Are there any liens on the receivables?

Many business owners don't know the answer to this question and it should be determined immediately in order to save time during the application process.  Factoring companies must have a clear title to the receivables in order to offer themselves protection in the event of bankruptcy or other situation in which they are not receiving payments.  To do so, they make what is called a UCC filing which gives them the ability to receive a first position on the receivables.  If there is a lien, factoring companies often work with the lienholder to get it released.  For example, if the company has a term loan with a bank which required all assets of the company to be pledged as collateral, the factoring company could make payments from the initial fundings to pay down the loan and get the lien released.  The same is true if the company has fallen behind on their 941 tax payments and the IRS has filed a lien.  

Which factoring company is the best fit for my business?
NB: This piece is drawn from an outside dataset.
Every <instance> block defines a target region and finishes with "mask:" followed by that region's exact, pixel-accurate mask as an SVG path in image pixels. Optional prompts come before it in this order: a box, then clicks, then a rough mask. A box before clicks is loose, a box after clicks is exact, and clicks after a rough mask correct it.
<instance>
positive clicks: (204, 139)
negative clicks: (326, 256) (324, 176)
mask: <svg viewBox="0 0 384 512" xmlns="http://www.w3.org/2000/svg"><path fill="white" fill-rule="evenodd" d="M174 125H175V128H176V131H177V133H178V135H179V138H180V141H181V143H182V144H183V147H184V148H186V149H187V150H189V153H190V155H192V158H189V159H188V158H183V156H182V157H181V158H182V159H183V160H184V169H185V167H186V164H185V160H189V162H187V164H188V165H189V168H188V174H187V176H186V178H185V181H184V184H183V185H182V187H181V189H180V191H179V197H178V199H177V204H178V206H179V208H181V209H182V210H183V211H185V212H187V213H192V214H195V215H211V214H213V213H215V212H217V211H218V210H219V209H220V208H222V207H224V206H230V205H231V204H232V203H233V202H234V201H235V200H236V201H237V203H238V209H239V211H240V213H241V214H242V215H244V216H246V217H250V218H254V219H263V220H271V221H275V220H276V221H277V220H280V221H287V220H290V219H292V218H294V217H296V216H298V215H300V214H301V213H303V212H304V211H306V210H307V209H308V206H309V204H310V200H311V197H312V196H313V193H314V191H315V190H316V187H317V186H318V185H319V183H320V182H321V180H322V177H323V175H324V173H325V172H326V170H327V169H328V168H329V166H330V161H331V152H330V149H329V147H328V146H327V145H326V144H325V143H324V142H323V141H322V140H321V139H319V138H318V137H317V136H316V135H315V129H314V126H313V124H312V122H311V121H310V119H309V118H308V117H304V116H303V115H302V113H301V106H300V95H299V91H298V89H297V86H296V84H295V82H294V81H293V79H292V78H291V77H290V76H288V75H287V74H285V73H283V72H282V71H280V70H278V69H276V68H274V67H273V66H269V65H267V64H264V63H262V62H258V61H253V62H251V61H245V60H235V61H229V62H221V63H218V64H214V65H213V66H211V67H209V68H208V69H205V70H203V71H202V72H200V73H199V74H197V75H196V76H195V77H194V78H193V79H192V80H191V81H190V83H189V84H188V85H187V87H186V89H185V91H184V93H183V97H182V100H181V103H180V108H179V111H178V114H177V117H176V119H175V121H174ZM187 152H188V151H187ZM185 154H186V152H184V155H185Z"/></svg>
Type "factoring companies" into the Google search box and you will see plenty of choices avaiable.  Which one should you pick?  It depends on so many factors.  Some are adept at factoring freight bill invoices while others focus on staffing companies.  Some of the bigger ones may work with all types of business, but exclude the medical and construction industries.  Factoring companies also vary in the amount of minimum or maximum monthly volume that is requred, while others allow "spot" factoring.  Spot factoring allows companies to submit invoices only when needed.  The contracts vary as well.   Some factors may offer what appears to be a good rate, but severely penalize the client when they try to end the relationship.  It can be very confusing.

Utilizing a well-educated factoring broker is an excellent way to find the right fit for the company's situation.  A factoring broker knows the factors that are reputable and will service the account in a professional manner.  They will also serve as an advocate for the client by helping address issues and expediting the application process.  Brokers are an integral part of the factoring process and the best thing is the company does not have to pay them because they receive their compensation from the factoring company.